Tuesday, November 8, 2011

Changing approach to Total Joint Replacements

It really started when I heard that a couple of buddies from high school were discussing their total knee replacements.  David "Tree" Birkholz was a standout basketball player at my high school and Hank Evans and I played football together there.

I've not really seen much of either of them since so it seems like they should still be in their 20's.   I just can't think of them as 57 and 56 and having a surgery that most people think is only for senior citizens.   Goodness, they're both younger than me!
I had my first knee surgery in 1972 and met my first physical therapist, Ray Patterson, when I was sent for rehab.   As I have done numerous times since then, Dr. Patterson asked me what my major was.

At that time, as a college sophomore, it was Wildlife Biology.  I thought that meant you got to hunt and fish all the time (two activities which are surprisingly absent from my adult life considering that I had a gun, rod, or bow in my hand from age 6 to 22).  But I had discovered that jobs were few and far between in that field so I was looking around for a new career.
As odd as it sounds, I was trying to decide whether to be a football coach or a doctor.   Ray Patterson, in his wisdom, replied "great...you're going to be a physical therapist.  It's the perfect marriage of both of those."

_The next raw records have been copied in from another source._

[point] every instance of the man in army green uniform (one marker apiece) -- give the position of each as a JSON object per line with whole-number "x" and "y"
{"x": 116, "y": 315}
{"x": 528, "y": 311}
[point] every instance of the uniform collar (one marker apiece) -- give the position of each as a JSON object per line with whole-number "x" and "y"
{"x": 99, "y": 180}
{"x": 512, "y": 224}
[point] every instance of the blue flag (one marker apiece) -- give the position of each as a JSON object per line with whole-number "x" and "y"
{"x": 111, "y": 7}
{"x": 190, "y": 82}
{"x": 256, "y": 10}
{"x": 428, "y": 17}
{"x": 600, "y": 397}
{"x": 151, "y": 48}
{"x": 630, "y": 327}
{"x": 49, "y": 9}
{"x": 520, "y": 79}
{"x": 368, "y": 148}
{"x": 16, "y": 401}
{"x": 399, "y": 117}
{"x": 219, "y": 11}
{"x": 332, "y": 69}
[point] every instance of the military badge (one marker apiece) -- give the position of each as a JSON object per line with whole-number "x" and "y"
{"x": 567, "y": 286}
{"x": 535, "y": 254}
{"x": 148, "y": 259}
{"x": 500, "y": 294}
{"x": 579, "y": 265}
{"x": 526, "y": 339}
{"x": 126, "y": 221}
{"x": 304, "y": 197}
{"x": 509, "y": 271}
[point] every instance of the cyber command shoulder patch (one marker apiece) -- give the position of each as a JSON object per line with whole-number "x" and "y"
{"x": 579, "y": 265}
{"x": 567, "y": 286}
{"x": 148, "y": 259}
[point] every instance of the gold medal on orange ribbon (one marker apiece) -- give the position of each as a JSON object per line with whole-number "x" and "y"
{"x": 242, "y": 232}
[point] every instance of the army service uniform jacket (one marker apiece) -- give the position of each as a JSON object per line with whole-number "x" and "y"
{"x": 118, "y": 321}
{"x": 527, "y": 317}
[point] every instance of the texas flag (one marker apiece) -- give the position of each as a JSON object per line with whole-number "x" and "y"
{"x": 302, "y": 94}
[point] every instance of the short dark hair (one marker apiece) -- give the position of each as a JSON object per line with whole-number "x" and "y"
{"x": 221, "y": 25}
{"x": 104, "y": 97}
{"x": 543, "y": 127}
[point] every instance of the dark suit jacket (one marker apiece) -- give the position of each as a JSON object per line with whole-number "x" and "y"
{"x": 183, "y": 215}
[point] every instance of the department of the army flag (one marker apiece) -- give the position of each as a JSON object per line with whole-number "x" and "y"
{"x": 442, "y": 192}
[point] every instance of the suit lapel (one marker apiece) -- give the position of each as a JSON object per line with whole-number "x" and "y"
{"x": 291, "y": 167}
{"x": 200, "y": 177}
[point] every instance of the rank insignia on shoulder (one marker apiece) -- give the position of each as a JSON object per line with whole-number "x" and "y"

Lo and behold, he was right.  That knee injury has given me a career that I have loved and which certainly seems to have been a good fit for the gifts I was given. 
Since then, Dr. Ken Bell of Maryville Orthopedic Clinic has operated on both of my knees and has kept me quite active but due to no small amount of abuse, I don't have the healthiest knee joints around.  It really isn't a question of "if" I will have to have my knees replaced.  It's "when."

Total Rehabilitation employee, Alcoa High Head Athletic Trainer, and unofficial daughter Peggy Bratt had her right knee replaced at age 41.   She went from struggling to run on the field to take care of one of her athletes to half-court basketball and an essentially pain-free knee.  
So I talked to Dr. Bell and here's what he told me.   He said they're replacing knees and hips in people that are younger and younger.   That they're getting better long term results than any of us dreamed possible.  (Dr. Bell, who has a total hip replacement, is an aggressive mountain biker--I know--I often chase him down a rocky hill that he rides easily and I white-knuckle all the way down.)  

He attributes most of those advances to the improvement in materials that they are using.  He said that the materials being used now are more than ten times more durable than materials used as recently as 10 years ago.   And the prediction on those older models was that they would last 20+ years.  10 times better than they used to be and the older models would last at least 20...hmmm...you can do the math on that one.
Folks that avoided joint replacement surgery in fear of having to have it again in 20 years really don't have much to fear.  We don't know exactly how long these things will last but it isn't likely that you will wear it out any time soon.

So instead of putting off getting joint replacement surgery as long as you can, maybe you should consider it if your joint pain is affecting your lifestyle. In other words, if you can't do the things that you want to do, joint replacement surgery might just let you get back to the things you love.
I'm not scheduling knee surgery any time soon but it's good to know that when the time comes, the prospects are good.

1 comment:

  1. I suspect that we all will succumb to the replacement therapy if we are active enough...thanks for the info Joe.